Happy summer's end, Mr. Bond...erm, Mr. Scroggins!
:-)
For a while I fetishized those grayish composition books but lately like lined, large black books (various sizes), heavy paper, clothbound, usually found on discount at art or office supply stores...no particular fetish for particular kinds of pens, though black ink is essential..I just returned from Copenhagen and Vancouver so hope you'll write more on Stockholm...
tyrone
Thanks for the mention of a notebook that works well with Fountain Pens. Yes, both words should be capitalized.
Like Ty, I've used black unlined notebooks of various sizes over many years. The big ones are great for projective verse, if your poems are all over the page. But I also love old grade school marble cover notebooks, lined. I used to use them a lot for copying out long passages of books I really wanted to internalize. And I still write all my poems by hand, though I long ago went electronic for prose.
The Mujis sound great...
I use the sketching moleskines (the ones that are sold with a purple band). they have a thicker paper that takes fountain pens fairly well. As for Kochean expansiveness, I'd just turned the notebook around if need be.

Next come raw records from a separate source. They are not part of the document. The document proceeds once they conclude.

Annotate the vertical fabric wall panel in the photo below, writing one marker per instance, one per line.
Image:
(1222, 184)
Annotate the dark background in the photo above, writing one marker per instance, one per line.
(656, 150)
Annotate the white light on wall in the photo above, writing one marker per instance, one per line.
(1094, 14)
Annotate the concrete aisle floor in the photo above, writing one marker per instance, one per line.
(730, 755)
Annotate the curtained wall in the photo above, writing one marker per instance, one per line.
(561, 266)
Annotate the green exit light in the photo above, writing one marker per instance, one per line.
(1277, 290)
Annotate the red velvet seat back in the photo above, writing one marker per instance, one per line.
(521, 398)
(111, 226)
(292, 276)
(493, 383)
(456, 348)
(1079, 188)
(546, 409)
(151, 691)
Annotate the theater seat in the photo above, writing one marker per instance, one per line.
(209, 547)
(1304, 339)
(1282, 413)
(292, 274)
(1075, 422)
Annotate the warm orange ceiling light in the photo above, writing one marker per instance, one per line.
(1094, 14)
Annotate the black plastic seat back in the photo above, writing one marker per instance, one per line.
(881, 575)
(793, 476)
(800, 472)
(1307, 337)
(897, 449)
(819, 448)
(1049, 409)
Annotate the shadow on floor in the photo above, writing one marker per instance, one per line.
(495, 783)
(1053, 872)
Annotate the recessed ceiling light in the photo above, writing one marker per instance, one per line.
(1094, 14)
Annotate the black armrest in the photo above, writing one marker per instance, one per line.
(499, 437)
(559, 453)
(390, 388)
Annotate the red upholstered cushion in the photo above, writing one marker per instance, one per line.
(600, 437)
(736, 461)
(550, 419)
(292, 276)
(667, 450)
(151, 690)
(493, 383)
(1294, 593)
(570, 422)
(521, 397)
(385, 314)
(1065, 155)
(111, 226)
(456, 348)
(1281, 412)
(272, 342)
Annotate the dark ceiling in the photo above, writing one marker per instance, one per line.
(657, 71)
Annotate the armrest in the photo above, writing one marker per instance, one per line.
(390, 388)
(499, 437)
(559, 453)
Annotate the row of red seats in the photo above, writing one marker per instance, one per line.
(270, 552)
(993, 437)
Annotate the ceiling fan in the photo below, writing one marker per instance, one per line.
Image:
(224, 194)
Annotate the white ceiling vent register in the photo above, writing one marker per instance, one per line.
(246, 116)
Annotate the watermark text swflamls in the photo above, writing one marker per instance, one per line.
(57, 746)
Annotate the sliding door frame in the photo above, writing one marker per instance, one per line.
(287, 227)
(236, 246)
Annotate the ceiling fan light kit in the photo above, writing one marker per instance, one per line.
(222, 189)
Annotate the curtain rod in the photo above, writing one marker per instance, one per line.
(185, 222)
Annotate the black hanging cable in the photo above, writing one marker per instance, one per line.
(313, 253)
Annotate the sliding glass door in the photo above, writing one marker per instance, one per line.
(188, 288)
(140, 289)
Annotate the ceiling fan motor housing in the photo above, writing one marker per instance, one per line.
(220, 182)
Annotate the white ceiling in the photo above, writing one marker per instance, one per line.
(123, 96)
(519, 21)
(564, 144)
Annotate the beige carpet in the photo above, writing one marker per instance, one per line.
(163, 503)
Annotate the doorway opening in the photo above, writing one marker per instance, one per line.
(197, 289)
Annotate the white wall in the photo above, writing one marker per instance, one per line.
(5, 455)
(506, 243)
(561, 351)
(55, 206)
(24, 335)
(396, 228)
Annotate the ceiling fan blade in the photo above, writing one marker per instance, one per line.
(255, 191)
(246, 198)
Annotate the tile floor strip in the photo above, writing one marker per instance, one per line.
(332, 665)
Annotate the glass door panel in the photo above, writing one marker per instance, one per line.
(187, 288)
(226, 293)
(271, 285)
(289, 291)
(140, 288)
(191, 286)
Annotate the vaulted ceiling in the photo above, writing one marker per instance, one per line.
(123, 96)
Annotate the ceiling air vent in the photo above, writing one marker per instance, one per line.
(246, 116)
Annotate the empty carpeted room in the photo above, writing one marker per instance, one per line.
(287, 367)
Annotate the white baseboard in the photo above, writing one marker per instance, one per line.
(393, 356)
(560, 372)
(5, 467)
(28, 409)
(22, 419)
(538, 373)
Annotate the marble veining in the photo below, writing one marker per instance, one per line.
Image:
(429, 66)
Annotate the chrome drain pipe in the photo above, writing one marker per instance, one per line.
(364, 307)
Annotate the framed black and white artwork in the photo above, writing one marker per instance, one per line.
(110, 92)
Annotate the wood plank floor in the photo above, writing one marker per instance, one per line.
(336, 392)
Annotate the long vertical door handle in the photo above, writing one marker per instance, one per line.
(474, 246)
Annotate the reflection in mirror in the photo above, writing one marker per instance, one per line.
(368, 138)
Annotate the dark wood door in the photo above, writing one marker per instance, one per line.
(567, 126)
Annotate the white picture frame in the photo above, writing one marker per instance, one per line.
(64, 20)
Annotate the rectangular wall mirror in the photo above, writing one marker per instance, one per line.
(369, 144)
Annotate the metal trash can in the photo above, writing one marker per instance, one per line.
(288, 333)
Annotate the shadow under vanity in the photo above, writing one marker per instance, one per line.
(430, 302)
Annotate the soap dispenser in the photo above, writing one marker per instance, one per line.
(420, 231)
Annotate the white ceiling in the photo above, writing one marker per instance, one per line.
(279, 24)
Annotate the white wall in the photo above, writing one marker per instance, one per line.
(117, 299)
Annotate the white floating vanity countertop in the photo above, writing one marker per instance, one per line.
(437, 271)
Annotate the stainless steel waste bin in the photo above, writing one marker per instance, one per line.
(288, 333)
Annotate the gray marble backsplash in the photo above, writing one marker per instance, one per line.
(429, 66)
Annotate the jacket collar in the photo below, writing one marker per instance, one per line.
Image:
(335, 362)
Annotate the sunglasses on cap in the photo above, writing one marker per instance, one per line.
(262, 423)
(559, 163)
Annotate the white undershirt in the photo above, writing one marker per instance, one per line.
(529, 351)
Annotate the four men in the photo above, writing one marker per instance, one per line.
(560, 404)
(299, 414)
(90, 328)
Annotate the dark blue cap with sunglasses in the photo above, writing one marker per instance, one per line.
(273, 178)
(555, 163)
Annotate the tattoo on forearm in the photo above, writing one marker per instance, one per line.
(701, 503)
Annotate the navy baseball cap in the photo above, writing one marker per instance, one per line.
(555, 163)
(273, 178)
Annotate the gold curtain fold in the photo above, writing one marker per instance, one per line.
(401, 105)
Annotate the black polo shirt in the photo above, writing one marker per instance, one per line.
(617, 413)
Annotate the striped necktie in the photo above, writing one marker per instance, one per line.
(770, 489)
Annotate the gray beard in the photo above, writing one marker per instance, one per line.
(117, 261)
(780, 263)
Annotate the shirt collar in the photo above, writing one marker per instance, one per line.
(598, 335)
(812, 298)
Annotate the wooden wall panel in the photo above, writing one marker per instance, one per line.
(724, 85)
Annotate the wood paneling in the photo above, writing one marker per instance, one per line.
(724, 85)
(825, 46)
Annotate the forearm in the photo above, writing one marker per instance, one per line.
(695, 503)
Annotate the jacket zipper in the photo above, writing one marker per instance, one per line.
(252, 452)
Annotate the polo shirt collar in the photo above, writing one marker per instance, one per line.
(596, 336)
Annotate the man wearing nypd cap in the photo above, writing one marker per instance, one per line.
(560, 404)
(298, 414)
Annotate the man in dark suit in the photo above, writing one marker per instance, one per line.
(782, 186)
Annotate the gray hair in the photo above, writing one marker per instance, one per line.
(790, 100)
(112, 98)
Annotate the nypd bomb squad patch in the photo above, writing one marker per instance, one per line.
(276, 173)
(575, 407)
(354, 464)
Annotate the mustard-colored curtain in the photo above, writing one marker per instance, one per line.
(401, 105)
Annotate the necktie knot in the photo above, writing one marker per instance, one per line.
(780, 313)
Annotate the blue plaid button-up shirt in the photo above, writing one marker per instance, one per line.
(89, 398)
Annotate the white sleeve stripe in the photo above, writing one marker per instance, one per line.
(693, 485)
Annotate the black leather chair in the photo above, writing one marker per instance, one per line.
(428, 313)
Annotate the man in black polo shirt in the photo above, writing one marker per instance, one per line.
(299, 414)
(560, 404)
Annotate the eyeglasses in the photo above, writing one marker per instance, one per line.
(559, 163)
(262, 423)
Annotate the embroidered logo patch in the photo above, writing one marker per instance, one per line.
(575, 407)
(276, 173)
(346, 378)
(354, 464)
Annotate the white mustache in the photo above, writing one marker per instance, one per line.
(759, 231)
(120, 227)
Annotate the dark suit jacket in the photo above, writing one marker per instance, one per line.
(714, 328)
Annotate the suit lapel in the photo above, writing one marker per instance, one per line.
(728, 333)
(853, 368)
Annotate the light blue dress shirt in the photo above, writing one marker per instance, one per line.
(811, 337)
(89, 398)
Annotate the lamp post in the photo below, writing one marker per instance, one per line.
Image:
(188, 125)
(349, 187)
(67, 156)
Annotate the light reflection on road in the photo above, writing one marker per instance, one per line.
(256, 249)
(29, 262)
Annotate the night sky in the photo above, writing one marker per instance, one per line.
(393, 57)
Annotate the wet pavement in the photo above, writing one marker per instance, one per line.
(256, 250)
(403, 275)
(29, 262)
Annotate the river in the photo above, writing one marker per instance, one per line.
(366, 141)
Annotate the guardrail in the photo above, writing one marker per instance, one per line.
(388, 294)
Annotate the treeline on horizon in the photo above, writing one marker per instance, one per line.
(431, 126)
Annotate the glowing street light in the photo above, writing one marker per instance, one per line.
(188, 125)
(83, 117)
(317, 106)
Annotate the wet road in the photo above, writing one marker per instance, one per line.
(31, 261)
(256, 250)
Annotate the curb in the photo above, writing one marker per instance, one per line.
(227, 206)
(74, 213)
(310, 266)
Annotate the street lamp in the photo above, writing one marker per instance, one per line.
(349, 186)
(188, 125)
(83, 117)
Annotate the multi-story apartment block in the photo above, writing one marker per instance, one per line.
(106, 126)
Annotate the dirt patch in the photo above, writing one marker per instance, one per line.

It's good to hear about Muji. Do they lay open flat, though? That's my pet peeve for notebooks. Many nice ones are too tight and don't lay open flat. Miquelrius makes nice knockoffs of moleskines in different colors and a few bucks cheaper. Apica notebooks (also Japanese) are very nice, accept fountain ink well and have the pleasant logo: "Most advanced quality gives best writing features." It seems many of the Japanese notebooks accept fountain ink. It's interesting to see you share my notebook preferences and aesthetic so closely.
Tom King
Sorry I'm so late to this party. When it comes to stationery I share your fetish. Based on my limited experience, the paper in Clairefontaine notebooks takes fountain pen ink exceedingly well but they are expensive. The Muji no-branders sound phenomenal for the price. The spare architectural look of them is very attractive! One quibble though, I believe the Mujis either have fifteen leaves and thirty pages or thirty leaves and sixty pages. I have always understood a leaf to consist of two pages, recto and verso. Thanks for alerting us to this find.